Church, Durrow, Co. Galway
Co. Galway |
Churches & Chapels
A roofless church that still manages to feel architecturally complete is an unusual thing.
Saint John's, a Church of Ireland building near Durrow in east Galway, lost its roof covering long ago, yet its tower remains intact, topped with carved limestone pinnacles and crenellations that give it the silhouette of something older and grander than its actual age. Cast-iron railings from around 1850, each post finished with a spearhead, line the road boundary, and the graveyard holds a medieval-style tomb belonging to the Bagot family, also a product of the nineteenth century rather than the Middle Ages, though built deliberately to evoke an earlier era.
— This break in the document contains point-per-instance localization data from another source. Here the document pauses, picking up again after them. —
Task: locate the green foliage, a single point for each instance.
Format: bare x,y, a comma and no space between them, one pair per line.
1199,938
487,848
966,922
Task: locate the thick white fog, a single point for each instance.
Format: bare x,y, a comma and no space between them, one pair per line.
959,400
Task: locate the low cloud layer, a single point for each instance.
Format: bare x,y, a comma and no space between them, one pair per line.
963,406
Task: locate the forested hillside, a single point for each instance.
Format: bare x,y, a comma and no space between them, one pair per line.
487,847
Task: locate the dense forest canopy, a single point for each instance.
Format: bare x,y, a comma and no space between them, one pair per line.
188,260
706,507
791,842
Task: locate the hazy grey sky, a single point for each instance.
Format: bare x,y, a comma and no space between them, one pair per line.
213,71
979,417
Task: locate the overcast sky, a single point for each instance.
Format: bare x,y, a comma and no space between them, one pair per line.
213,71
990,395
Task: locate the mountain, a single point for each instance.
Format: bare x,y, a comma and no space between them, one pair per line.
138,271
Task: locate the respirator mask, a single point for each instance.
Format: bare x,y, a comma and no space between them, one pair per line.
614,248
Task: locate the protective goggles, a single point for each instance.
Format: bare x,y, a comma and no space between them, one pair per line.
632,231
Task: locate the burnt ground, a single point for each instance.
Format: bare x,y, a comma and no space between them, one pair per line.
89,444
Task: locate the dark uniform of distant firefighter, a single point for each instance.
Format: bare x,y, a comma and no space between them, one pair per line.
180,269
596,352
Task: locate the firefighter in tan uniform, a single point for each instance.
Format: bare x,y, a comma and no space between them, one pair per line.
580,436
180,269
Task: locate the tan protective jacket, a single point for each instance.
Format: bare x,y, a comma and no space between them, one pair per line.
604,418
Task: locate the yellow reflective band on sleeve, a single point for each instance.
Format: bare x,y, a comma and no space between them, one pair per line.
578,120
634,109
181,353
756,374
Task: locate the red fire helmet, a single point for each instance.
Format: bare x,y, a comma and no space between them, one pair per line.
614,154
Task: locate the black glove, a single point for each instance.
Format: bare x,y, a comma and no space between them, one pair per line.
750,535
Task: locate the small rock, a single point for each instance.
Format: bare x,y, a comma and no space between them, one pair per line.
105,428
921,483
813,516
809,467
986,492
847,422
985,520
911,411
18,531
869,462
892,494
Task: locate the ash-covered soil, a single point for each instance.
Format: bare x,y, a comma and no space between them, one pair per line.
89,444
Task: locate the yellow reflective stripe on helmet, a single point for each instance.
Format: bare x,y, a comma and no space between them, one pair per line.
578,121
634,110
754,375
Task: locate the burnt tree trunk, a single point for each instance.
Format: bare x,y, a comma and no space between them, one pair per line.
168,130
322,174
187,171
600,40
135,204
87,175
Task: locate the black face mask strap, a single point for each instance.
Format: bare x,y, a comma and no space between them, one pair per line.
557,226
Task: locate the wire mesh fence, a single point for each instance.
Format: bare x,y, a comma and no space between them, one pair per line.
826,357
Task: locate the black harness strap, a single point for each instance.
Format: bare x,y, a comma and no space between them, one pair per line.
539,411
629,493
The church was built in 1832 and consecrated on 15 August 1833. It is what is known as a First Fruits church, a category of building funded by the Board of First Fruits, a body that financed the construction and repair of Church of Ireland churches and glebe houses across Ireland from the late eighteenth century into the 1830s. The design is typical of that programme: a four-bay nave with coursed rubble limestone walls, pointed-arch windows with chamfered ashlar surrounds, and remnants of metal latticework glazing still visible in the openings. The tower carries string courses between its three stages and chamfered corners, and above the pointed-arch doorway sits an uninscribed shield plaque, blank and oddly ambiguous. The church went by at least three names over its working life, being known variously as Oran Church, Drimtemple Church, and Ballymoe Church. It closed around 1962, having served its congregation for nearly a century and a half.